News I want to share with you

We have a lot going on in the Diocese of Lansing as well as in your parishes! In 2012 we began, as a diocese, to reflect on the Church’s call to us to Go and Announce the Gospel of the Lord. We are currently in the second year of building up the Household of Faith as a way to get us ready to announce that Gospel. We first need to encounter Christ, to engage our practicing Catholic sisters and brothers in prayer and faith-sharing and thus become more welcoming parishes. We need to become better disciples of the Lord. Obviously, this holy work is not completed in two years or a hundred. Nonetheless, this fall we will also focus on how to bring back our lost sheep, our loved ones who have wandered from the fold, that is, how do we become missionary disciples. So, we are getting ready for a great assembly to develop some skills to bring back those whom God has called by name in their baptism. Please keep these efforts in your prayers.

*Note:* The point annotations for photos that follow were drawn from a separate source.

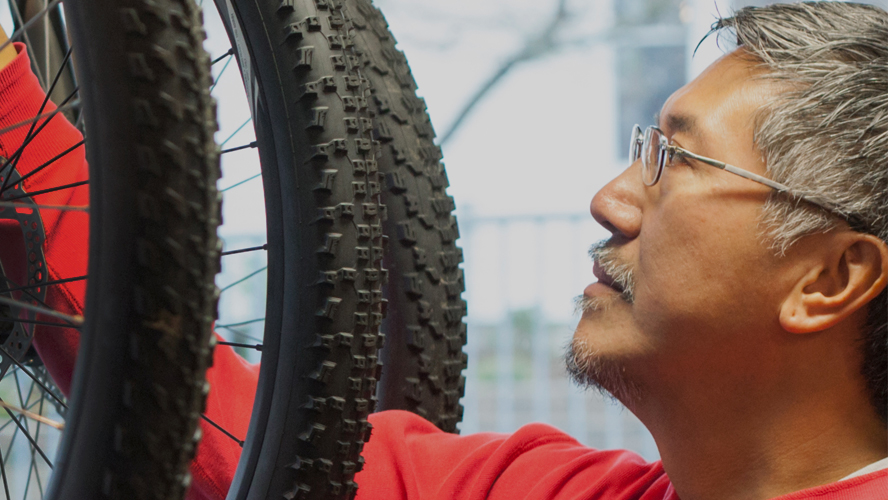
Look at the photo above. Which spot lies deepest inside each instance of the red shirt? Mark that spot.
(407, 457)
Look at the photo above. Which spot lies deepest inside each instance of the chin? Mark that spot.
(592, 365)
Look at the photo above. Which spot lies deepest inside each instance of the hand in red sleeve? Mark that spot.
(66, 252)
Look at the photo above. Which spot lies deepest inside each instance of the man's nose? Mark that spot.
(617, 206)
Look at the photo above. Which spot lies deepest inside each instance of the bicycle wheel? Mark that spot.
(138, 388)
(423, 359)
(324, 248)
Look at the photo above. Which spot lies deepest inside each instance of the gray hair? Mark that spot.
(827, 133)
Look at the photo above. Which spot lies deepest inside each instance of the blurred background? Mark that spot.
(532, 102)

Last year, we began a Faith in Flint initiative with the naming of Father Tom Firestone as the pastor-leader of four of our youngest clergy, who invite all in the city of Flint to a deepening of faith, hope and love. This sign of unity, seen in the working together of four of the city parishes, is what we do best as Catholics – we look at the wider situation and are not limited to our own parishes. There is also the cooperation with our Catholic High School (Powers) and our Catholic hospital and Catholic Charities and the N.E.W. Life Center, all of which are additionally caught up now in addressing the water situation in Flint. Our first response, rooted in prayer and faith, is to be agents of mercy as we seek to give drink to the thirsty.

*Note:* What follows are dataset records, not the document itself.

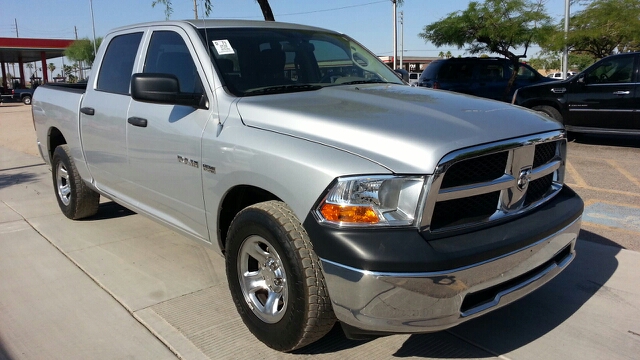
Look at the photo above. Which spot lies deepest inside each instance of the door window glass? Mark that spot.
(618, 70)
(117, 64)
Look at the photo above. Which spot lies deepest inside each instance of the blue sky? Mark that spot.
(368, 21)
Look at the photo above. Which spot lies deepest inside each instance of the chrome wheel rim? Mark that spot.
(62, 182)
(263, 279)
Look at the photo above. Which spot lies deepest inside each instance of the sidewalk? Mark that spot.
(118, 285)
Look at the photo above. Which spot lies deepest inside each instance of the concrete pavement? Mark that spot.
(118, 285)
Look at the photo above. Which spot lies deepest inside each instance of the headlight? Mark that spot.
(373, 200)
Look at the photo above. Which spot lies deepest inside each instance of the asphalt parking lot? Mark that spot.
(118, 285)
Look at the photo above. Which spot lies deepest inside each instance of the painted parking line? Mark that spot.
(617, 216)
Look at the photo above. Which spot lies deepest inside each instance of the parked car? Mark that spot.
(558, 75)
(483, 77)
(11, 95)
(604, 98)
(333, 190)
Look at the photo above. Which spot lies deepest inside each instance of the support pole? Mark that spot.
(395, 35)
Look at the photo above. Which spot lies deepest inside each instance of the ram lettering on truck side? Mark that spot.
(334, 191)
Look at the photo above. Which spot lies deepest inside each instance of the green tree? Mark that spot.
(51, 68)
(601, 29)
(267, 13)
(495, 26)
(82, 50)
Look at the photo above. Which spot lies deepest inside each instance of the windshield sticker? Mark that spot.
(223, 47)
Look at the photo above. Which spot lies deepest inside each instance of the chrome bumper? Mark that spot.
(427, 302)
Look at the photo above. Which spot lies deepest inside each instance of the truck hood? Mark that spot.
(405, 129)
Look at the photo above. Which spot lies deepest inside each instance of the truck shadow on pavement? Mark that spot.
(513, 326)
(109, 210)
(7, 180)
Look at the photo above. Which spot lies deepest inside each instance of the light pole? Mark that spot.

A third initiative is conducting the first Capital Campaign ever held in the Diocese of Lansing. Apparently, there are only 10 dioceses in the United States that have never had such a major fundraiser, and we are one of them. Now I know many may not think of the diocese very often, but this is an opportunity for all of us to grow in stewardship, especially since the largest component will help each of our parishes, and also will grow us in our Catholic vision, reminding us that we belong to a wider Church and that we can do things together that we cannot do apart. We are still working on the case statement for the campaign and plan to have three parish waves taking us through to the end of 2017.

Of course, we will continue with this year’s DSA appeal, to which many of you have already contributed, to fund the regular ongoing ministries of the diocese. Thanks so much for your generous hearts!

In addition, we are now in the Year of Mercy. We have a portal of mercy in our cathedral in Lansing, where we invite you to make a pilgrimage so as to leave a record of your acts of mercy, and to seek the plenary indulgence made available to us in the Holy Father’s proclamation of this Year of Mercy. Lent is a wonderful occasion for us to seek what the Heavenly Father is intensely eager to give us – his mercy, especially in the sacrament of reconciliation. If it has been a while, come back home – the light is on for you.

This all reminds me that the final words of the Code of Canon Law (#1752) are these: “the salvation of souls, which in the Church must always be the supreme law.” All that we do is to cooperate with God to bring us and all our sisters and brothers to heaven. Let that, my sisters and brothers, be our prayer during this Lenten season both for ourselves and for one another.